This study has several limitations. Its retrospective and single-center design introduces potential selection bias and limits generalisability. The wide gestational window for blood sampling (4–13 + 6 weeks) may have contributed to variability in metabolic measurements, and relevant confounders such as BMI, parity, socioeconomic status, and lifestyle factors could not be fully adjusted for. Women over 35 years were excluded, further restricting applicability to the general population. Extreme laboratory outliers were reviewed and confirmed to reflect recorded clinical values; no data were excluded except those meeting predefined criteria. Standardised HbA1c measurements and Apgar scores were unavailable due to institutional limitations. Finally, multivariable logistic regression could not be reliably performed because of dataset constraints, and our subgroup analyses should therefore be interpreted cautiously. Larger randomized controlled trials (RCTs) are needed to validate these findings.

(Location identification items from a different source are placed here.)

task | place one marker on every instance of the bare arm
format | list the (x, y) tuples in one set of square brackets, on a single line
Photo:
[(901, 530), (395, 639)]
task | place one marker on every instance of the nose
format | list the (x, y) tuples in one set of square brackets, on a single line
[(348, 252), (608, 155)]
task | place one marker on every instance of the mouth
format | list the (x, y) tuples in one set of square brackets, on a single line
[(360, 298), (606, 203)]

In conclusion, this study provides preliminary evidence that the first-trimester TyG index may serve as a potential marker for predicting late-onset preeclampsia, and highlights the importance of early metabolic assessment in relation to pregnancy outcomes. These markers may contribute to risk stratification; however, their predictive utility remains exploratory and should be interpreted with caution. Early evaluation of first-trimester lipid profiles may help clinicians identify women at increased risk of preeclampsia and facilitate closer, individualized monitoring during pregnancy. Such early identification may help reduce fetal and maternal morbidity and mortality associated with preeclampsia. Moreover, using simple peripheral blood markers may guide clinicians in recommending timely preventive strategies, including lifestyle modifications and appropriate prophylactic interventions. Although our findings support an association between TyG-related markers and late-onset PE, these markers should not yet be considered clinically applicable predictors. Their clinical utility remains uncertain and requires validation in prospective, multicenter studies.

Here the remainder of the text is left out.